The Baseball Desert

Wednesday, November 01, 2006

Apple of my i (Part 2)

It's not just the player, either - it's all that surrounds it, beginning with iTunes. I've used other software to organise my digital music before, but none seems to be as efficient as iTunes. Like the iPod, it does exactly what you want it to do - organises the music, lets you make your own playlists - and adds in some bells and whistles (displaying album art as if you were browsing your CD collection, smart playlists) which are actually quite funky.

Above and beyond the organisation of my own music, I've come to discover what's behind the other doors that iTunes opens. Unfortunately, one of the doors it opens - with apologies to Nancy, who wanted me to help her in her quest for a Christmas present - is the one that leads to the pathway of pure evil known as the iTunes store. My favourite iPod evangelist Sheila said it well:
It is like crack.

Seriously.

I feel like I am not responsible enough to deal with iTunes. I feel like I need to have some outside authority limit what I am able to do on iTunes. Like: Oops, Sheila has overstayed her welcome ... she is now cut off until next month. I feel like one of those mindless drones pouring their welfare checks into the slot machines. 10 minutes go by and I could spend 200 bucks. 99 cents a song?? That's NOTHING!! Click, click, click, click ... 50 songs later ...
It's too easy, it really is, especially for someone who listens to a genre that you can't find in your local record store (please step forward, Paris's foremost British hillbilly, redneck, Red Sox fan ;-)). How many times have I heard something on an Internet radio station, only to find myself looking it up in the iTunes store and downloading it onto my iPod before I've even had time to think about it? I'll tell you how many times: too many.
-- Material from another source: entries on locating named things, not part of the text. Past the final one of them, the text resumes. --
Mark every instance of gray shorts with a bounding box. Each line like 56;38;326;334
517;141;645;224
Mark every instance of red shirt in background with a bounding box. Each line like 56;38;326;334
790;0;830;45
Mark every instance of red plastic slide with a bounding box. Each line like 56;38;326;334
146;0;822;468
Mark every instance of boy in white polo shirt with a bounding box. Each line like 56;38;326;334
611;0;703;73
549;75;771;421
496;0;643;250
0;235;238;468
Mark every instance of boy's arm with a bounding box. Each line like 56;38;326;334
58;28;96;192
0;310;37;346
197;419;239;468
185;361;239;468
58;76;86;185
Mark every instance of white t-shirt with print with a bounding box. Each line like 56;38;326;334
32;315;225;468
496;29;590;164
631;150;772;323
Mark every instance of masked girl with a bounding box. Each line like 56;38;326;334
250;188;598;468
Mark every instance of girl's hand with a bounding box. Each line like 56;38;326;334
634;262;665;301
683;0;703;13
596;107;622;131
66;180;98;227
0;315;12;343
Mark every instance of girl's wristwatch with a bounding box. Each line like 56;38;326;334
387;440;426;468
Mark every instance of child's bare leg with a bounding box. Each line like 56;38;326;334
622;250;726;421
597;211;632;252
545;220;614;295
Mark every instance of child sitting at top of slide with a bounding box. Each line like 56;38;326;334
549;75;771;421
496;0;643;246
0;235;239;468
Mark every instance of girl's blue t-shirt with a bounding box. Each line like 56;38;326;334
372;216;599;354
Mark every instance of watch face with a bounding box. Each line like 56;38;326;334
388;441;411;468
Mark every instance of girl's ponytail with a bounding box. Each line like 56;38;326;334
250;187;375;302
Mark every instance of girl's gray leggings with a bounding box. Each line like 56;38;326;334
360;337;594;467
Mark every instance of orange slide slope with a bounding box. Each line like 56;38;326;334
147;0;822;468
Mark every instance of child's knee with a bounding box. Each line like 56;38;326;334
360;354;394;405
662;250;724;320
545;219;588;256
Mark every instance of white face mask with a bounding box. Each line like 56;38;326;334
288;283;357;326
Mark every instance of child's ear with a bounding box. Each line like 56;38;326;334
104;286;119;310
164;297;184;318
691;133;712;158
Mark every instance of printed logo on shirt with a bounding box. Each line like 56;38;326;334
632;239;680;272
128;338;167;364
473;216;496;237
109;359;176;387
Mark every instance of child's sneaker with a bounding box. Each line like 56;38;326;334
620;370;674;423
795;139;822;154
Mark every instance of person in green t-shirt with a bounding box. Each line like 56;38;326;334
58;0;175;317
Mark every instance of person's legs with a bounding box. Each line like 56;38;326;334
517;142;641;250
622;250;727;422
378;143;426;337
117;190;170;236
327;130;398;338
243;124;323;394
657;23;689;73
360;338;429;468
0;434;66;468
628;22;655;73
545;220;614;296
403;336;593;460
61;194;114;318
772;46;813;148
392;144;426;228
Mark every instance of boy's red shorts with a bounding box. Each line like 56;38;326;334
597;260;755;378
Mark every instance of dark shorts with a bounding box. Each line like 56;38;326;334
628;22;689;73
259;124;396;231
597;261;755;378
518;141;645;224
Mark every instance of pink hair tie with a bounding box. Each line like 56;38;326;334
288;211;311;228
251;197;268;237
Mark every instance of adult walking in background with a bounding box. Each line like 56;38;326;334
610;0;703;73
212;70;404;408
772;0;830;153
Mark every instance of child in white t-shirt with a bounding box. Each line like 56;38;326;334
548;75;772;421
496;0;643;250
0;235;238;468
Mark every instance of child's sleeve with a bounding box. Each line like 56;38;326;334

The upside is that the iTunes is a perfect complement to the iPod feature that everyone raves about: the shuffle feature. Just as the shuffle feature on the player drags up songs you haven't listened to for ages - in fact, songs you'd sometimes forgotten you even had - so the iTunes store allows you to purchase other long-forgotten songs within a matter of seconds. (Not everything is available in the store, but there's enough stuff there to make it interesting). Outside of regular purchases, I tend to use the store in binge-drinking fashion - I'll suddenly get a nostalgic craving for a particular song (Enola Gay, by OMD), which will have a natural association (in my head, at least) with another (The Smiths' What Difference Does It Make?) and another (Going Underground by The Jam) and before you know it, I've got a thirty-song 'Memories of the 80's' playlist downloaded onto the iPod.

As it says on wine bottles here in France: à consommer avec modération.